Chapter two of Leonhard’s Pandora’s Box is entitled “Antecedents: Crises and Containment before 1914.”  Most interesting (and alarming) is his drawing attention to the sorts of wars princes engaged in during the period of the monarchies vs. what came later with democracies.  If a prince wanted to go to war with a neighboring prince, he would raise an army assign a commander and off it would go to do the prince’s bidding.  If the commander lost the army, he would not be given another. 

But with the American Civil War all that changed.  With everyone a citizen, the armies that could be raised were limited only by a nation’s population.  More soldiers were killed in America’s Civil War than in all the subsequent wars America was engaged in.  Grant set the standard for Haig.  If you had more soldiers your enemy,  you could trade with him in battle after battle, confident that your enemy would run out of them before you did. 

Princes were indeed involved in WWI’s beginning, but they had lost much of their power.  Ordinary people were citizens and had rights.  They could also be drafted into armies.  But in 1914 it wasn’t just nations that were contending, it was empires.  Britain, in splendid isolation could draw upon the manpower of an empire larger than anyone else’s. 

Nevertheless the German’s thought they could whip the British and French.   The war degenerated into a trench-warfare stalemate.  The Germans decided to sink the American ships bringing aid to the allies and when they did that America declared war on Germany.  American armies were subsequently assembled.  Initially, Germany wasn’t too worried. It would take America a long time to get their armies to Europe, but when the war dragged on longer than expected, and when the American armies started arriving . . . it was sort of like a chess game.  The Germans seemed to be doing okay, but its best thinkers could see several moves ahead and with larger and larger numbers of Americans arriving, they stood no chance of winning, so they resigned. 

Poorer thinkers later on challenged that decision.  Germany wasn’t properly defeated, they told each other, so they resolved to play the game again and this time all the way to the end.

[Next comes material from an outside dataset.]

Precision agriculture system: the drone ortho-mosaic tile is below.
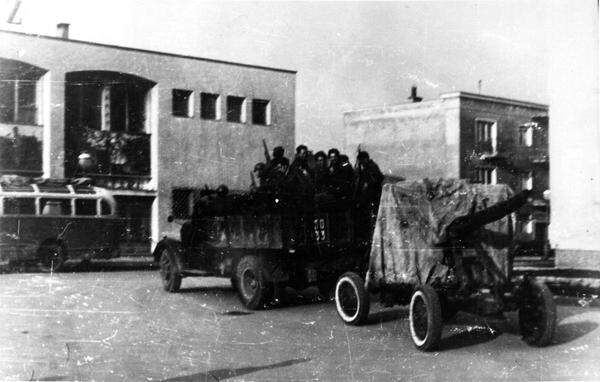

Leonhard didn’t say all the above.   I have taken the liberty of reasoning from what he has said.  His book is a bit overwhelming – as overwhelming as House of Government, but much more interesting in my opinion.  I have read several books about WWI in the past, but have never encountered much of what Leonhard is presenting, e.g., the increased death-toll of war when we moved from monarchies to democracies.